Motion

Here is some information explaining the specs and formats of the Motion Dataset.

Also check out the benchmarks based on this dataset:

2025 Challenges: Interaction Prediction, Sim Agents, Scenario Generation

Previous challenges can be found here.

Overview

The motion dataset is provided as sharded TFRecord format files containing protocol buffer data. The data are split into training, test, and validation sets with a split of 70% training, 15% testing and 15% validation data.

The dataset is composed of 103,354 segments each containing 20 seconds of object tracks at 10Hz and map data for the area covered by the segment. These segments are further broken into 9 second windows (1 second of history and 8 seconds of future data) with varying overlap. The data is provided in two forms. The first form is stored as Scenario protocol buffers. The second form converts the Scenario protos into tf.Example protos containing tensors for use in building models. Details of both formats follow at the end of the page.

	Scenario proto	tf.Example
Segment length	9 seconds (1 history, 8 future)	9 seconds (1 history, 8 future)
Maps	Vector maps	Sampled as points
Representation	Single proto	Set of tensors

To enable the motion prediction challenge, the ground truth future data for the test set is hidden from challenge participants. As such, the test sets contain only 1 second of history data. The training and validation sets contain the ground truth future data for use in model development. In addition, the test and validation sets provide a list of up to 8 object tracks in the scene to be predicted. These are selected to include interesting behavior and a balance of object types.

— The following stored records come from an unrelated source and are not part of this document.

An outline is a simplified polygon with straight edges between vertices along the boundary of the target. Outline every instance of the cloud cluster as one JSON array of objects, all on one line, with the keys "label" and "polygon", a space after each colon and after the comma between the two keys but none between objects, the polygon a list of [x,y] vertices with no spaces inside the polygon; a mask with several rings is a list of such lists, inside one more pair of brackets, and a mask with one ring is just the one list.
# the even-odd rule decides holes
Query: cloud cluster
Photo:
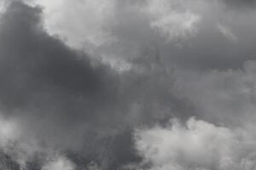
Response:
[{"label": "cloud cluster", "polygon": [[[151,170],[254,169],[255,138],[250,132],[190,118],[166,127],[138,129],[136,144]],[[147,165],[148,164],[148,165]]]},{"label": "cloud cluster", "polygon": [[0,2],[0,169],[254,168],[254,1]]}]

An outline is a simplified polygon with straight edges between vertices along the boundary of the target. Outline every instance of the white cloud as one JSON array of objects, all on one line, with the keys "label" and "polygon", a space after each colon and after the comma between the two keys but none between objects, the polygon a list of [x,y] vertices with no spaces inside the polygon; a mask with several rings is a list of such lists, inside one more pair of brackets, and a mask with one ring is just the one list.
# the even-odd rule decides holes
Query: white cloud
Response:
[{"label": "white cloud", "polygon": [[74,164],[63,156],[58,156],[44,165],[42,170],[74,170]]},{"label": "white cloud", "polygon": [[241,129],[190,118],[138,129],[136,147],[150,170],[254,169],[255,139]]},{"label": "white cloud", "polygon": [[192,4],[176,0],[149,2],[143,10],[151,17],[150,26],[167,41],[186,38],[196,33],[201,15],[190,11]]}]

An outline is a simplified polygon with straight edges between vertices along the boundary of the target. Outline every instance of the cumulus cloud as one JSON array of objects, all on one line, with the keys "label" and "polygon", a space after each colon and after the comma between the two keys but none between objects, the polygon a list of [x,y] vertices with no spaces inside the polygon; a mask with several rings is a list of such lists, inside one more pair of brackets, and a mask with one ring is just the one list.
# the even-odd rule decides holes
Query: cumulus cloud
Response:
[{"label": "cumulus cloud", "polygon": [[[136,132],[145,169],[254,169],[255,138],[250,132],[189,118]],[[143,167],[142,167],[143,168]],[[143,168],[144,169],[144,168]]]}]

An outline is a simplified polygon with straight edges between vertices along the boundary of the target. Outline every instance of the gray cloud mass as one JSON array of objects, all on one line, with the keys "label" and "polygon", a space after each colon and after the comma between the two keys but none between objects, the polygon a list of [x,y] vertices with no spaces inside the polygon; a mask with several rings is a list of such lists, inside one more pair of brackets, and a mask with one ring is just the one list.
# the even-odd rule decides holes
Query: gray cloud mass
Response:
[{"label": "gray cloud mass", "polygon": [[255,169],[255,14],[0,1],[0,169]]}]

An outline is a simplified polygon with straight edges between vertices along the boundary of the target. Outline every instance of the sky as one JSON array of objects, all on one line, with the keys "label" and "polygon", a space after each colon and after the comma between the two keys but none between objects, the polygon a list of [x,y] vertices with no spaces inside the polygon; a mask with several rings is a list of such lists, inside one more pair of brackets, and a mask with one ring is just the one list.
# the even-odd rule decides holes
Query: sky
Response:
[{"label": "sky", "polygon": [[256,1],[0,0],[0,169],[254,170]]}]

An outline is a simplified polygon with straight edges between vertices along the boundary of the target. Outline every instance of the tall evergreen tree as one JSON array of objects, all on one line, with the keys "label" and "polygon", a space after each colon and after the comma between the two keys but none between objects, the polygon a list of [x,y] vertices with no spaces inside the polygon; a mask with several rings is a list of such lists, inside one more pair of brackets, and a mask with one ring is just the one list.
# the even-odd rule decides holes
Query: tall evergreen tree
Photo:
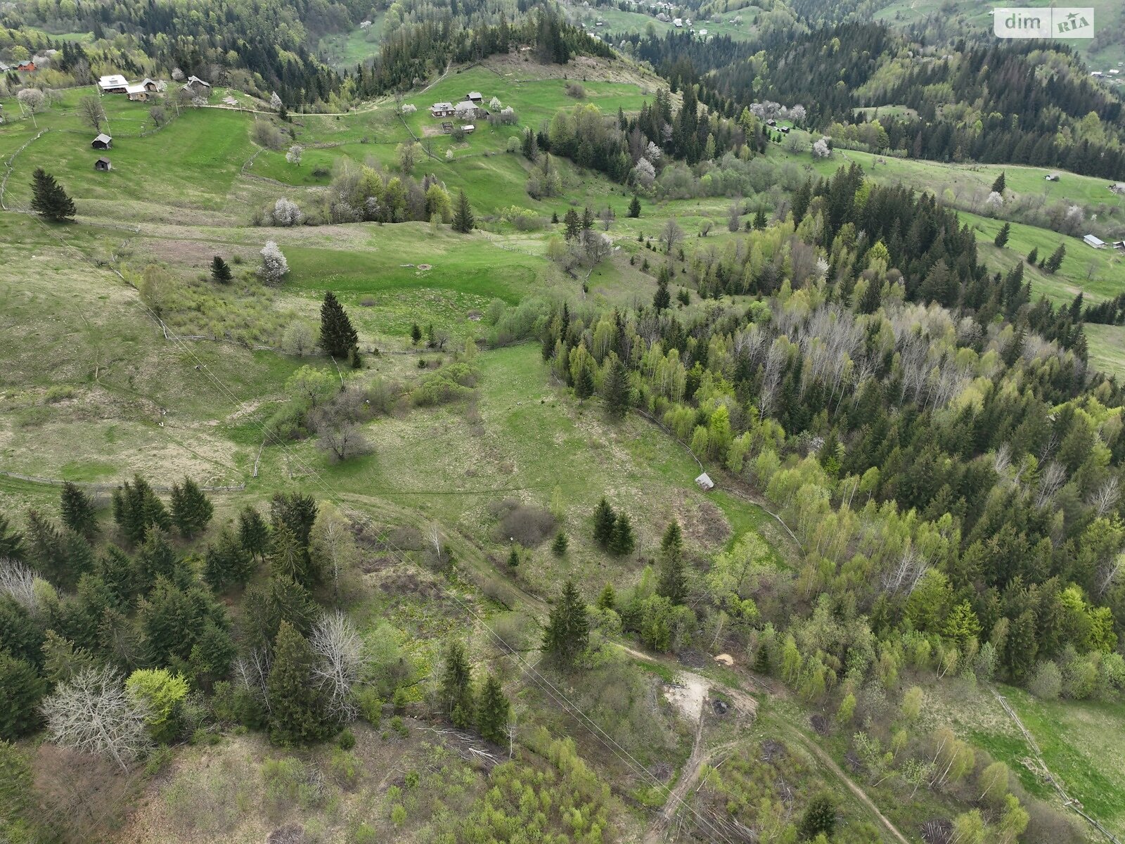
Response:
[{"label": "tall evergreen tree", "polygon": [[268,682],[270,740],[274,744],[307,744],[325,735],[324,706],[313,682],[313,664],[308,641],[282,621]]},{"label": "tall evergreen tree", "polygon": [[231,272],[227,262],[220,255],[215,255],[212,259],[212,281],[217,285],[228,285],[233,278],[234,273]]},{"label": "tall evergreen tree", "polygon": [[482,737],[500,744],[507,736],[507,719],[512,704],[504,697],[504,686],[495,674],[489,674],[477,700],[477,733]]},{"label": "tall evergreen tree", "polygon": [[216,592],[231,584],[243,584],[250,577],[253,563],[250,553],[228,527],[223,528],[218,541],[207,546],[204,555],[204,580]]},{"label": "tall evergreen tree", "polygon": [[465,196],[465,191],[460,190],[457,194],[457,207],[453,209],[453,231],[468,234],[474,227],[476,227],[476,219],[472,217],[472,206],[469,205],[469,198]]},{"label": "tall evergreen tree", "polygon": [[24,559],[24,535],[8,523],[0,513],[0,557]]},{"label": "tall evergreen tree", "polygon": [[582,232],[582,223],[578,219],[578,212],[574,208],[567,208],[567,212],[562,217],[562,223],[566,225],[562,236],[568,241],[573,241],[578,236],[578,233]]},{"label": "tall evergreen tree", "polygon": [[255,559],[262,559],[269,546],[270,529],[262,514],[249,504],[238,513],[238,541]]},{"label": "tall evergreen tree", "polygon": [[465,646],[450,641],[441,670],[441,706],[458,727],[472,725],[472,666],[465,655]]},{"label": "tall evergreen tree", "polygon": [[613,419],[623,419],[629,412],[629,370],[616,354],[611,356],[610,368],[605,374],[602,389],[605,395],[605,408]]},{"label": "tall evergreen tree", "polygon": [[609,548],[613,540],[613,526],[618,521],[618,514],[613,511],[610,502],[602,499],[594,510],[594,541],[602,548]]},{"label": "tall evergreen tree", "polygon": [[183,484],[172,484],[172,521],[181,535],[190,539],[207,527],[215,508],[199,485],[189,477]]},{"label": "tall evergreen tree", "polygon": [[74,200],[66,196],[62,185],[42,167],[32,174],[32,209],[52,223],[73,219]]},{"label": "tall evergreen tree", "polygon": [[660,268],[660,277],[656,281],[656,294],[652,296],[652,308],[656,313],[667,309],[672,304],[672,294],[668,293],[668,271]]},{"label": "tall evergreen tree", "polygon": [[321,304],[321,345],[333,358],[351,357],[359,344],[359,335],[335,294],[328,290]]},{"label": "tall evergreen tree", "polygon": [[586,604],[574,581],[567,581],[559,600],[551,607],[550,619],[543,631],[543,650],[564,665],[574,665],[588,646],[590,618]]},{"label": "tall evergreen tree", "polygon": [[1043,268],[1051,275],[1054,275],[1055,272],[1059,271],[1059,268],[1062,267],[1062,259],[1065,257],[1066,257],[1066,245],[1060,243],[1059,249],[1056,249],[1054,252],[1051,253],[1051,257],[1047,258],[1047,261],[1045,264],[1043,264]]},{"label": "tall evergreen tree", "polygon": [[[0,739],[14,742],[39,726],[39,701],[46,690],[47,684],[34,665],[0,648],[0,700],[3,701],[0,706]],[[507,712],[504,715],[506,721]]]},{"label": "tall evergreen tree", "polygon": [[610,554],[616,557],[624,557],[632,554],[637,540],[632,532],[632,522],[629,513],[622,511],[618,513],[618,520],[613,523],[613,538],[610,540]]},{"label": "tall evergreen tree", "polygon": [[168,530],[172,520],[148,482],[140,475],[114,491],[114,521],[134,545],[144,541],[151,527]]},{"label": "tall evergreen tree", "polygon": [[61,497],[60,509],[63,524],[87,539],[96,537],[98,535],[98,515],[94,512],[93,499],[70,481],[63,484]]},{"label": "tall evergreen tree", "polygon": [[680,522],[673,519],[668,522],[660,539],[660,578],[656,584],[656,593],[669,599],[673,603],[683,603],[687,598],[687,573],[684,571],[684,541],[680,531]]},{"label": "tall evergreen tree", "polygon": [[574,394],[583,402],[594,395],[594,374],[591,367],[579,367],[578,377],[574,380]]}]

Dozens of road users navigate a neighborhood in San Francisco. For reference, objects in yellow circles are objects whose tracks should be predicted, the objects in the green circles are the interacting objects.

Data Sampling

Each 9 second sequence in either the training or validation set contains 1 second of history data, 1 sample for the current time, and 8 seconds of future data at 10 Hz sampling. This corresponds to 10 history samples, 1 current time sample, and 80 future samples for a total of 91 samples. The test set hides the ground truth future data for a total of 11 samples (10 history and 1 current time sample).

Coordinate frames

All coordinates in the dataset are in a global frame with X as East, Y as North and Z as up. The origin of the coordinate system changes in each scene. The origin is an arbitrary point and may be far from the objects in the scene. All units are in meters.

Lidar Data

The 1.2.0 release of the Motion Dataset adds Lidar points for the first 1 second of each of the 9 second windows.

The Lidar data has a compressed format. After decompression, it has the same format as the Perception Dataset lidar data. For more details, please refer to our paper WOMD-LiDAR [1], and the tutorial for decompressing and using the Lidar data in the Motion Dataset.

[1] Kan Chen, Runzhou Ge, Hang Qiu, Rami Al-Rfou, Charles R. Qi, Xuanyu Zhou, Zoey Yang, Scott Ettinger, Pei Sun, Zhaoqi Leng, Mustafa Baniodeh, Ivan Bogun, Weiyue Wang, Mingxing Tan, Dragomir Anguelov. "Womd-lidar: Raw sensor dataset benchmark for motion forecasting." Proceedings of ICRA 2024.

Camera embeddings

The 1.2.1 WOMD release now provides camera data, including front, front-left, front-right, side-left, side-right, rear-left, rear-right, and rear sensors. Similar to the Lidar data, the camera data of the training, validation and testing sets cover the first 1 second of each of the 9 second windows. Instead of releasing raw camera images, we release the image tokens and image embedding extracted from a pre-trained VQ-GAN model. For more details, please refer to our paper MoST [1], and the updated tutorial on github.

[1] Norman Mu, Jingwei Ji, Zhenpei Yang, Nate Harada, Haotian Tang, Kan Chen, Charles R. Qi, Runzhou Ge, Kratarth Goel, Zoey Yang, Scott Ettinger, Rami Al-Rfou, Dragomir Anguelov, Yin Zhou. "MoST: Multi-modality Scene Tokenization for Motion Prediction." Proceedings of CVPR 2024.

Scenario Proto format

An intersection in Los Altos, California with multiple vehicles. For reference, objects in yellow circles are objects whose tracks should be predicted, the objects in the green circles are the interacting objects.

Below is an overview of the Scenario protocol buffer format. Please see the Scenario proto definition for full details.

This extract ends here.